I am trying to make an iterative algorithm to find the highest common factor of two
numbers; X and Y, and where I'm at is the following:


INPUT (X, Y)
DO (X, X MOD Y) WHILE Y>0
END DO WHEN Y=0
OUTPUT X


I am sure this is along the right lines, but that the format is wrong, anybody able to spare a few seconds to help me make it right? It would be very appreciated!!!

Thanks guys!

ShMeE

[luap.h]

i found this on a newsgroup

Code:

int hcf(int x, int y) 
{   
 // Make sure y is bigger   
 if (y > x) 
 {     std::swap(x, y);   } 

 // If the remainder is 0, then y is the HCF of y and x   
 // Otherwise, recurse to find the HCF of x and the remainder (x % y)   

 if (x % y == 0) 
 {     return y;   }
  else {     return hcf(x, x % y);   } 

}

[SourceQuench]

Obligatory quote: "To understand recursion, we must first understand recursion."

[mr_anderson187]

im not big on maths things but if you explain better what the maths is your trying to do, im pretty sure i can sort the code for it

[Shmee150]

What I am trying to do is:

Create an algorithm to take two integers as inputs and return an integer value. n the algorithm, it uses MOD operations, in order to find the highest common factor of the two original integers.

Thank you very much for any help!

ShMeE

[mr_anderson187]

not entirely sure what your trying to do still, im a bit hungover yet but:

Code:

#include <iostream>
using namespace std;

int main()
{

int num1;
int num2;
int result;

cout << " please input the first number, the larger of the two" endl;
cin >> num1;
cout << "please input the second number, the smaller of the two" endl;
cin >> num2;

result = num1 % num2;

cout << " the modulus of the two numbers is" << result << endl;
return 0;
}

totally not sure if thats what your after but tis a frame for doing anything

you could use loops for your function for finding the modulus, i have a clue about factors and Highest common factors, and multiples, but with an example i coudl probably sort it

Code:

while (y > 0 || y == 0)
{
//do your stuff in here
}

another thing you could do would be to have a counter, in these HCF and LCM thigsn we did at school it was usefull to fidn out how many times one divided into another then multiply it by somethign else to find some pointless number, so you could encorporate:

Code:

while (y > 0 || y == 0)
{
int count = 0;
//do your stuff in here
count++
}

that would get you a number of how many tiems it did whatever you wanbt before the number got down to one.

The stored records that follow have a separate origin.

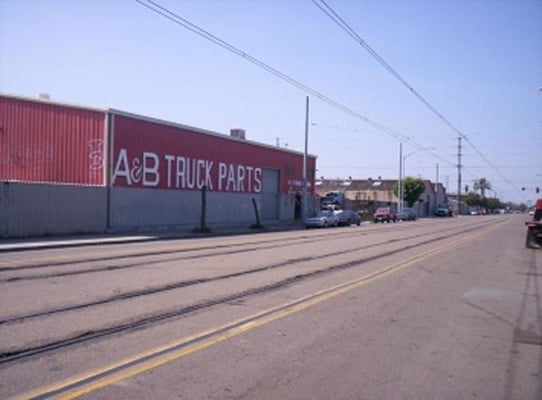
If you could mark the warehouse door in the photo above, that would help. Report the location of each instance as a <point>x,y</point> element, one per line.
<point>270,194</point>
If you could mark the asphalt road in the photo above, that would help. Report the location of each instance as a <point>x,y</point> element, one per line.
<point>433,309</point>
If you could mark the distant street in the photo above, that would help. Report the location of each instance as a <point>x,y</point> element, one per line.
<point>445,308</point>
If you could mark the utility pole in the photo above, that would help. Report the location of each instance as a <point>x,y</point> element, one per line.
<point>459,175</point>
<point>304,204</point>
<point>400,185</point>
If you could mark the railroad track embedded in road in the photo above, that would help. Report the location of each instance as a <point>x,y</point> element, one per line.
<point>13,355</point>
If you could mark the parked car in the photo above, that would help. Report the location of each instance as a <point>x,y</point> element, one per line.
<point>323,219</point>
<point>534,228</point>
<point>384,214</point>
<point>444,212</point>
<point>348,217</point>
<point>407,214</point>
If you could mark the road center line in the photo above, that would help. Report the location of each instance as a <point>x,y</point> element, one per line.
<point>128,368</point>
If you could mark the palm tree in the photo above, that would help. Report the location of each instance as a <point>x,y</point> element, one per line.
<point>482,185</point>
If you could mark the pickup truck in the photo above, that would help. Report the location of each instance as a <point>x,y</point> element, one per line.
<point>384,214</point>
<point>534,228</point>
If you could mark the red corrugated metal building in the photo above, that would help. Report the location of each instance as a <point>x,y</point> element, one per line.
<point>147,171</point>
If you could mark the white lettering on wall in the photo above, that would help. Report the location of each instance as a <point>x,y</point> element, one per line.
<point>185,173</point>
<point>151,163</point>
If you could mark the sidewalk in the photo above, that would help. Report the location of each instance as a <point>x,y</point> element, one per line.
<point>61,241</point>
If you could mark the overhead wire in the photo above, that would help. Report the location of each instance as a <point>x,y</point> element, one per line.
<point>177,19</point>
<point>335,17</point>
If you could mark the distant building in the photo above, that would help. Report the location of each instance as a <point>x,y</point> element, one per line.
<point>369,194</point>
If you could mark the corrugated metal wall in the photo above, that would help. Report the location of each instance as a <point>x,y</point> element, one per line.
<point>45,142</point>
<point>28,209</point>
<point>54,177</point>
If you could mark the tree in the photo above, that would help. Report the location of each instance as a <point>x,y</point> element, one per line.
<point>413,188</point>
<point>473,199</point>
<point>482,185</point>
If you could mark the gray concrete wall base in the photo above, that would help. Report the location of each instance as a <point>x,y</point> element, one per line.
<point>148,208</point>
<point>28,209</point>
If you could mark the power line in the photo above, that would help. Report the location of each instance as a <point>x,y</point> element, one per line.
<point>326,9</point>
<point>177,19</point>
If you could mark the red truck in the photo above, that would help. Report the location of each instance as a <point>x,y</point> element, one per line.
<point>534,228</point>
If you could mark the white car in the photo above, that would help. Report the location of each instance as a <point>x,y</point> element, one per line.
<point>323,219</point>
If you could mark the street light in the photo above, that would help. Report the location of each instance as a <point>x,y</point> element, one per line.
<point>402,172</point>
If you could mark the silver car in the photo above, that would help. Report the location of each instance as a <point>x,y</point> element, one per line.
<point>323,219</point>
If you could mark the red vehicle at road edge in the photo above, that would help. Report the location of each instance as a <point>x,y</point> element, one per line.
<point>534,228</point>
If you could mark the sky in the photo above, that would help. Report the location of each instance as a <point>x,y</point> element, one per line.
<point>477,63</point>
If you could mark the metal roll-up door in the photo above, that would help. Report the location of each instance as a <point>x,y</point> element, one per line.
<point>270,194</point>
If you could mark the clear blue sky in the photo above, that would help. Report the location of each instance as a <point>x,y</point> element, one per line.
<point>477,62</point>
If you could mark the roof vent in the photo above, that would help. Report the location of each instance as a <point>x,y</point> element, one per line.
<point>238,133</point>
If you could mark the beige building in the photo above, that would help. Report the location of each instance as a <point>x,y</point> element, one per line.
<point>369,194</point>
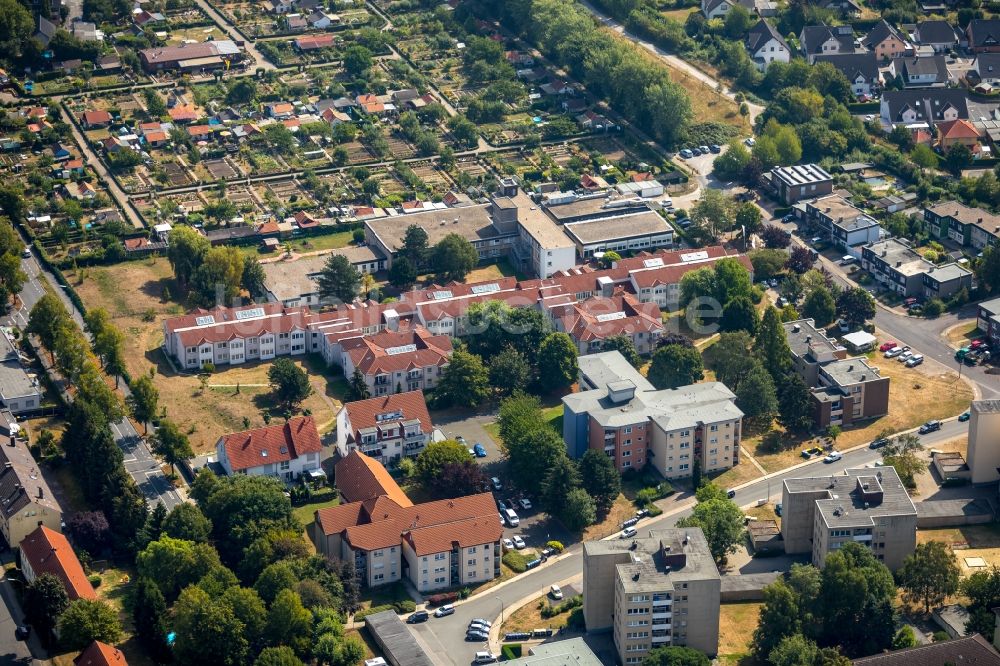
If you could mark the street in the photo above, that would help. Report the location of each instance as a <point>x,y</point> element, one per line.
<point>139,461</point>
<point>445,637</point>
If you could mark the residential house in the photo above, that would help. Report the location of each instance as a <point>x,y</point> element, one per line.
<point>922,107</point>
<point>766,45</point>
<point>937,34</point>
<point>885,41</point>
<point>27,500</point>
<point>860,69</point>
<point>795,183</point>
<point>869,506</point>
<point>640,588</point>
<point>100,654</point>
<point>46,551</point>
<point>386,428</point>
<point>815,40</point>
<point>634,424</point>
<point>434,545</point>
<point>921,71</point>
<point>843,390</point>
<point>287,450</point>
<point>983,35</point>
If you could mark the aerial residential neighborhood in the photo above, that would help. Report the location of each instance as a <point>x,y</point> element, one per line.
<point>550,332</point>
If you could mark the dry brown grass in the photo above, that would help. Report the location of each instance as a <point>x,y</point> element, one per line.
<point>736,626</point>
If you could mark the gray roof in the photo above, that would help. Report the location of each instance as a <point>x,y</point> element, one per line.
<point>396,641</point>
<point>853,498</point>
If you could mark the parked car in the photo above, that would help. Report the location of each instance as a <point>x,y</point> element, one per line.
<point>930,426</point>
<point>418,616</point>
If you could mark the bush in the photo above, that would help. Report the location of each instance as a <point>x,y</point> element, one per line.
<point>515,561</point>
<point>512,651</point>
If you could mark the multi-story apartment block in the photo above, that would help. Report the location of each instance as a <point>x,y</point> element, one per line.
<point>653,591</point>
<point>868,506</point>
<point>636,425</point>
<point>967,226</point>
<point>283,450</point>
<point>386,428</point>
<point>434,545</point>
<point>844,390</point>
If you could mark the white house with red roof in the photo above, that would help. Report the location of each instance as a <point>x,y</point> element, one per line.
<point>435,545</point>
<point>386,428</point>
<point>285,450</point>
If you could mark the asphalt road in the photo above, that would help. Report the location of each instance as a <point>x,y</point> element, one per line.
<point>445,637</point>
<point>139,461</point>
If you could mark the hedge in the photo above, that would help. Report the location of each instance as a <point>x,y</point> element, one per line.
<point>404,606</point>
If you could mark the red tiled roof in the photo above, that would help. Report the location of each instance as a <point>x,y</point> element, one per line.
<point>100,654</point>
<point>360,477</point>
<point>272,444</point>
<point>48,551</point>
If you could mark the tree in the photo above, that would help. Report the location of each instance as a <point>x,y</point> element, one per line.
<point>929,574</point>
<point>289,623</point>
<point>721,521</point>
<point>144,400</point>
<point>509,371</point>
<point>820,307</point>
<point>800,260</point>
<point>674,366</point>
<point>795,411</point>
<point>432,460</point>
<point>557,364</point>
<point>278,656</point>
<point>453,257</point>
<point>290,382</point>
<point>45,599</point>
<point>624,345</point>
<point>338,280</point>
<point>856,306</point>
<point>357,388</point>
<point>739,314</point>
<point>171,444</point>
<point>775,237</point>
<point>149,616</point>
<point>87,620</point>
<point>186,521</point>
<point>464,381</point>
<point>357,61</point>
<point>600,478</point>
<point>674,655</point>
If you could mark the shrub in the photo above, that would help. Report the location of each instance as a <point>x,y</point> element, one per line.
<point>515,561</point>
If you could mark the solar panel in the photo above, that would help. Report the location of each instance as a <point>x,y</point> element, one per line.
<point>402,349</point>
<point>249,314</point>
<point>490,288</point>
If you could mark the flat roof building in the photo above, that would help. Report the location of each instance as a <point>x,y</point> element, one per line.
<point>667,577</point>
<point>869,506</point>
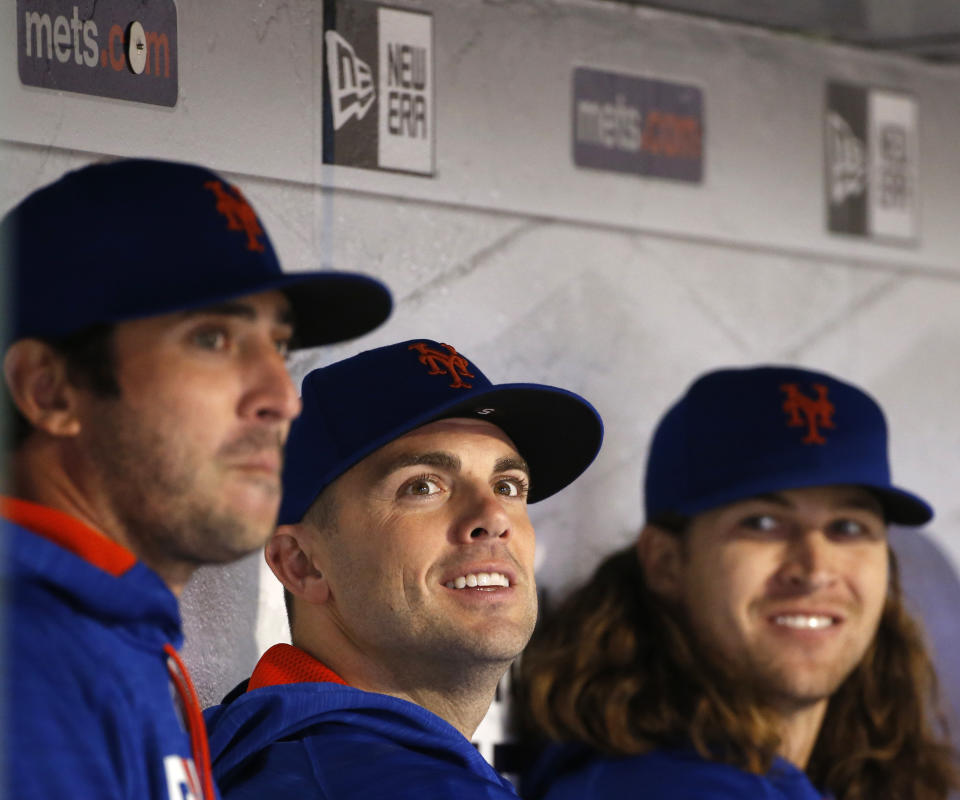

still not totally sure i know what your after, but with a little more info it should be easy

[Shmee150]

Thanks for being so helpful.

What I have to do is turn this recursive function into an iterative algorithm:


FUNCTION Curiosity(X:Integer;Y:Integer):Integer;
IF Y = 0 THEN Curiosity = X
ELSE Output Y and (X MOD Y)
Curiosity = Curiosity(Y, X MOD Y)
ENDIF
END Curiosity


When the solution is written out it looks something like:


Curiosity (120, 42)
42 into 120 goes twice with r. 36
Curiosity (42, 36)
36 into 42 goes once with r. 6
Curiosity (36, 6)
6 into 36 goes six times with r. 0
hence y=0 => Curiosity = 6
The answer is 6


So I was thinking of using a DO WHILE loop function to keep trying to divide Y into X until Y was no longer > than 0, and when it becomes 0, the function needs to end and make the Curiosity = X at that time.

Thanks again for the help!

ShMeE